В конце письма Толстой кратко формулирует свой собственный «символ веры».
«Верю я в следующее: верю в Бога, которого понимаю как дух, как любовь, как начало всего. Верю в то, что он во мне и я в нём. (Привет от индуизма! – Н.Б.) Верю в то, что воля Бога яснее, понятнее всего выражена в учении человека Христа, которого понимать Богом и которому молиться считаю величайшим кощунством.<…> “Тот, кто начнёт с того, что полюбит христианство более истины, очень скоро полюбит свою церковь или секту более, чем христианство, и кончит тем, что будет любить себя (своё спокойствие) больше всего на свете”, – сказал Кольридж. Я шёл обратным путём.

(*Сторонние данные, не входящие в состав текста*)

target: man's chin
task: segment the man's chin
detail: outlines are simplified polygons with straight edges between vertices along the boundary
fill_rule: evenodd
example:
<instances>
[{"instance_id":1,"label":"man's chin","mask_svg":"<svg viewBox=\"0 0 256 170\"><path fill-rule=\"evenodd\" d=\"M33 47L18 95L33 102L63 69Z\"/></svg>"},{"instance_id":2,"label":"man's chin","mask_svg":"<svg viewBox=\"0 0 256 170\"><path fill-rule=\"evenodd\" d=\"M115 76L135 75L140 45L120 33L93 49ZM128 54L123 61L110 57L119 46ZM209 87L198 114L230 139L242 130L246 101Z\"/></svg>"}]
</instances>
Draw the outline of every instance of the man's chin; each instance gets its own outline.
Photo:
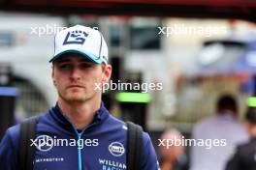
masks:
<instances>
[{"instance_id":1,"label":"man's chin","mask_svg":"<svg viewBox=\"0 0 256 170\"><path fill-rule=\"evenodd\" d=\"M72 102L83 102L86 100L86 99L84 97L80 97L80 96L67 96L65 98L65 100Z\"/></svg>"}]
</instances>

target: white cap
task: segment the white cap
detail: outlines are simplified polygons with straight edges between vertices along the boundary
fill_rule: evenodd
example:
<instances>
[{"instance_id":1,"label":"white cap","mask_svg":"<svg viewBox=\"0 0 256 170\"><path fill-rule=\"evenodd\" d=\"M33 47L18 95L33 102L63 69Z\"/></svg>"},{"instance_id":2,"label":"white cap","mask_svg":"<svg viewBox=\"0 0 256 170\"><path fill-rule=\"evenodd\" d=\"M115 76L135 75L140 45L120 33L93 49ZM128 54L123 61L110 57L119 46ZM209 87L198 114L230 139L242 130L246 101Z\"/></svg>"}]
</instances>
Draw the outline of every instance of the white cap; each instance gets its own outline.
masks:
<instances>
[{"instance_id":1,"label":"white cap","mask_svg":"<svg viewBox=\"0 0 256 170\"><path fill-rule=\"evenodd\" d=\"M75 52L96 64L108 63L108 46L102 34L95 29L75 25L58 32L54 39L53 62L64 53Z\"/></svg>"}]
</instances>

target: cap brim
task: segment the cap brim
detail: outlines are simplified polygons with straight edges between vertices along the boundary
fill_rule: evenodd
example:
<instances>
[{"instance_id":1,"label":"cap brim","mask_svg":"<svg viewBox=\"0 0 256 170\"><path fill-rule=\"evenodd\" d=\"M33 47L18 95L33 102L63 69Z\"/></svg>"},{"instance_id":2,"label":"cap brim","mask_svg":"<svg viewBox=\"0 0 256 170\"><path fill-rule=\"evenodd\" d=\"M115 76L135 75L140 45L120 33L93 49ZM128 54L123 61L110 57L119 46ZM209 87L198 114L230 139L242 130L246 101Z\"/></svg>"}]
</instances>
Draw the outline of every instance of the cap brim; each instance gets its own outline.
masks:
<instances>
[{"instance_id":1,"label":"cap brim","mask_svg":"<svg viewBox=\"0 0 256 170\"><path fill-rule=\"evenodd\" d=\"M95 64L102 64L104 63L104 61L102 60L101 57L97 57L93 54L90 54L90 53L83 53L83 52L80 52L79 50L66 50L66 51L63 51L55 56L53 56L48 62L49 63L52 63L54 61L56 61L57 59L59 59L60 57L62 57L63 54L66 54L66 53L77 53L77 54L80 54L82 57L90 60L91 62L95 63Z\"/></svg>"}]
</instances>

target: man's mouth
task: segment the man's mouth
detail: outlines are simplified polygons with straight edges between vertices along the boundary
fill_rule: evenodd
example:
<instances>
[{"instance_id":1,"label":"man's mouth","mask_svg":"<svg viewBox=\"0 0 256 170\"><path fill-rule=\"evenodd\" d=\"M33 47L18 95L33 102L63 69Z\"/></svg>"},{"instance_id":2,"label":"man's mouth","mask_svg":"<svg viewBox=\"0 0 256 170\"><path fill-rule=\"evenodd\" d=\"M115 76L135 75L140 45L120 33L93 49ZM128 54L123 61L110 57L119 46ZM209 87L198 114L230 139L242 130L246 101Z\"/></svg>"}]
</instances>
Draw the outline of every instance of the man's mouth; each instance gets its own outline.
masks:
<instances>
[{"instance_id":1,"label":"man's mouth","mask_svg":"<svg viewBox=\"0 0 256 170\"><path fill-rule=\"evenodd\" d=\"M67 88L83 88L81 85L70 85Z\"/></svg>"}]
</instances>

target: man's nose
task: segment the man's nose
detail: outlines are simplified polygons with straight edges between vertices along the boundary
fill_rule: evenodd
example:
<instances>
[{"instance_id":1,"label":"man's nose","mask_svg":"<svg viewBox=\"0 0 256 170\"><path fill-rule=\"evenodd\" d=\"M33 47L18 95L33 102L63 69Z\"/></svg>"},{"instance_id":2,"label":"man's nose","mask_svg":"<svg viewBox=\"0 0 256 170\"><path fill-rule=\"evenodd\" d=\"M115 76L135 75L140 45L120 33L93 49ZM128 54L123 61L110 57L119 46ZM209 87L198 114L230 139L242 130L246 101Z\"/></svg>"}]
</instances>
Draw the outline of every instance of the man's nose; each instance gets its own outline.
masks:
<instances>
[{"instance_id":1,"label":"man's nose","mask_svg":"<svg viewBox=\"0 0 256 170\"><path fill-rule=\"evenodd\" d=\"M72 79L80 79L80 71L78 67L74 67L71 71L71 78Z\"/></svg>"}]
</instances>

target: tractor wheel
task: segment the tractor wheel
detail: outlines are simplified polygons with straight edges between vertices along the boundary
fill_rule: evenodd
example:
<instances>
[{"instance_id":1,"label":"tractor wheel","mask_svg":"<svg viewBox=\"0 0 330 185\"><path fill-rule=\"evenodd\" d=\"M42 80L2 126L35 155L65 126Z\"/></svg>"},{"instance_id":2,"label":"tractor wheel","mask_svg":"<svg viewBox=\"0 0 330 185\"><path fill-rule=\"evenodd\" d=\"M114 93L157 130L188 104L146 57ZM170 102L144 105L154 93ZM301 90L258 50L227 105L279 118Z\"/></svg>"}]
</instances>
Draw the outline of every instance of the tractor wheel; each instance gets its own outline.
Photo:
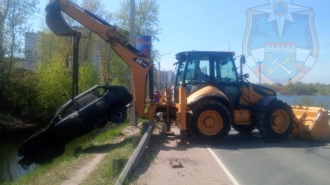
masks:
<instances>
[{"instance_id":1,"label":"tractor wheel","mask_svg":"<svg viewBox=\"0 0 330 185\"><path fill-rule=\"evenodd\" d=\"M127 118L127 111L123 107L115 107L110 111L110 121L116 124L123 123Z\"/></svg>"},{"instance_id":2,"label":"tractor wheel","mask_svg":"<svg viewBox=\"0 0 330 185\"><path fill-rule=\"evenodd\" d=\"M234 130L240 134L250 134L255 128L255 125L235 125L233 124Z\"/></svg>"},{"instance_id":3,"label":"tractor wheel","mask_svg":"<svg viewBox=\"0 0 330 185\"><path fill-rule=\"evenodd\" d=\"M293 130L291 107L281 100L275 100L269 103L264 111L257 113L256 124L263 137L271 141L283 141Z\"/></svg>"},{"instance_id":4,"label":"tractor wheel","mask_svg":"<svg viewBox=\"0 0 330 185\"><path fill-rule=\"evenodd\" d=\"M232 118L223 104L207 100L193 107L188 123L189 133L196 140L214 144L228 135Z\"/></svg>"}]
</instances>

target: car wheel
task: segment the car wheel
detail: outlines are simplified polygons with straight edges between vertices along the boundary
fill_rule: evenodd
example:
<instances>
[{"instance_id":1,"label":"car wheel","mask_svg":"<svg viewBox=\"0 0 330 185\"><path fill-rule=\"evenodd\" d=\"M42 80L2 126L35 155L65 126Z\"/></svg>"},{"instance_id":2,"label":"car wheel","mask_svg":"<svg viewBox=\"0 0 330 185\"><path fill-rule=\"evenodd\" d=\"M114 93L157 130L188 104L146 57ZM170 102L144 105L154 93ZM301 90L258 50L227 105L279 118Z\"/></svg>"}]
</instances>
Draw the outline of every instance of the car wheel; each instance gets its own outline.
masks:
<instances>
[{"instance_id":1,"label":"car wheel","mask_svg":"<svg viewBox=\"0 0 330 185\"><path fill-rule=\"evenodd\" d=\"M127 118L127 111L123 107L115 107L110 111L110 121L116 124L123 123Z\"/></svg>"}]
</instances>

Я начал с того, что полюбил свою православную веру более своего спокойствия, потом полюбил христианство более своей церкви, теперь же люблю истину более всего на свете. И до сих пор истина совпадает для меня с христианством, как я его понимаю. И я исповедую это христианство; и в той мере, в какой исповедую его, спокойно и радостно живу, и спокойно и радостно приближаюсь к смерти».
Это ли не глубоко приватный, выращенный в глубинах своей души Бог? Бог, не взятый напрокат и не принятый на веру, как принимает на веру образ мира от родителей маленькое дитя.
Гораздо серьезнее вопрос, является ли художественное созерцание самодостаточным, гарантирует ли оно духовную реализацию или оставляет художника на эстетической периферии бытия? Толстому весьма рано стало ясно, что вне сердечной работы всякий человек, а художник тем более – несостоятелен. Уже в юношеских дневниках эта мысль прослеживается отчетливейшим образом. Да уже первые произведения Толстого, включая биографическую трилогию, буквально настоены внимательнейшим наблюдением за диалектикой человеческого сердца. С Рильке было иначе. Лишь в 1913/14 году, то есть 39-летним, он был внезапно уязвлен фразой своего друга Рудольфа Касснера о том, что «путь от задушевности/проникновенности к величию лежит через жертву». Рильке внезапно кольнуло, он понял, что это о нем. И всю первую половину 1914 года он интенсивно страдал подозрением себя в кукольности. В мае разразившись большим программным стихотворением «Поворот», где обвинил себя в сердечной анемии, сердечной импотенции, в жительствовании на проценты от эстетики. И вот он ставит перед собой задачу «поворотную» – пожертвовать созерцанием, выйти из эстетической фазы и вступить в этическую: начать реализовывать Herzwerk – творчество сердца.